"Neue Kärntner Tageszeitung" - Kommentar: Tatsachen, Eventualitäten (von Manfred Posch)

Ausgabe vom 21.11.2002

Klagenfurt (OTS) - Sie kommen in Scharen. Zu Mitgliederversammlungen, Konferenzen und dergleichen. Gemeint sind die vielen "Parteiverdrossenen", denen die Sozialdemokratie in den neunziger Jahren Ärger bereitet hat. Leute, die zwar nicht ausgetreten, ihr Interesse an SP-Veranstaltungen (und adäquatem Wahlverhalten) jedoch "ruhend gestellt" haben. Nun sind sie wieder "mit von der Partie". Die Aufbruchstimmung innerhalb der SPÖ ist unübersehbar, ja sogar wieder einmal historisch zu nennen.

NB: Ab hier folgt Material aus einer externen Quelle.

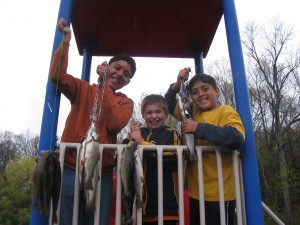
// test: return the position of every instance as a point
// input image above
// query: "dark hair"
(154, 99)
(126, 58)
(204, 78)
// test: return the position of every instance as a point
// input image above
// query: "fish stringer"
(183, 103)
(89, 153)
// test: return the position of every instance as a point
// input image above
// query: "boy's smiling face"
(154, 116)
(205, 96)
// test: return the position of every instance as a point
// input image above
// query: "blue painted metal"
(249, 161)
(51, 106)
(87, 62)
(198, 59)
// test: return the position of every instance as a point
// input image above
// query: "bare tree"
(272, 68)
(27, 143)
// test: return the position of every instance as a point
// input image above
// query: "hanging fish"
(88, 167)
(189, 138)
(131, 172)
(46, 184)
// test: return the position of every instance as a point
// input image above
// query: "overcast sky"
(26, 40)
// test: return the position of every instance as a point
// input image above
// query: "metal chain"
(185, 98)
(93, 115)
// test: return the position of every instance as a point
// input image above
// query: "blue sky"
(27, 32)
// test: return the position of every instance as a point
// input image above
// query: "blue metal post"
(198, 59)
(253, 203)
(86, 64)
(51, 107)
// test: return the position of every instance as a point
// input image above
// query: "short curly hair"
(204, 78)
(126, 58)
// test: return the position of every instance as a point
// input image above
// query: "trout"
(131, 172)
(88, 170)
(188, 138)
(46, 184)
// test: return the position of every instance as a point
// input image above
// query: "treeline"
(272, 63)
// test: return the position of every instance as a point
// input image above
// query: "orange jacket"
(116, 109)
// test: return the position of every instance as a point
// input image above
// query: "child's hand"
(189, 126)
(182, 75)
(63, 28)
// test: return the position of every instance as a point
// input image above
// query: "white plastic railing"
(160, 149)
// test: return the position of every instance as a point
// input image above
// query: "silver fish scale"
(131, 172)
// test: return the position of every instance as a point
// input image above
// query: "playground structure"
(158, 28)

Dienstag, Arbeiterkammer, groß angelegte Veranstaltung der Klagenfurter SP: volles Haus; die Ansprache von NR-Präsident Fischer geriet zur mit Spannung aufgenommenen Qualitätsvorlesung; Zwischenapplaus am laufenden Band für diesen Redner, aber auch für den Kärntner SP-Chef Ambrozy; von einer "Pflichtübung" keine Spur; ein versunken geglaubter Geist schwang mit.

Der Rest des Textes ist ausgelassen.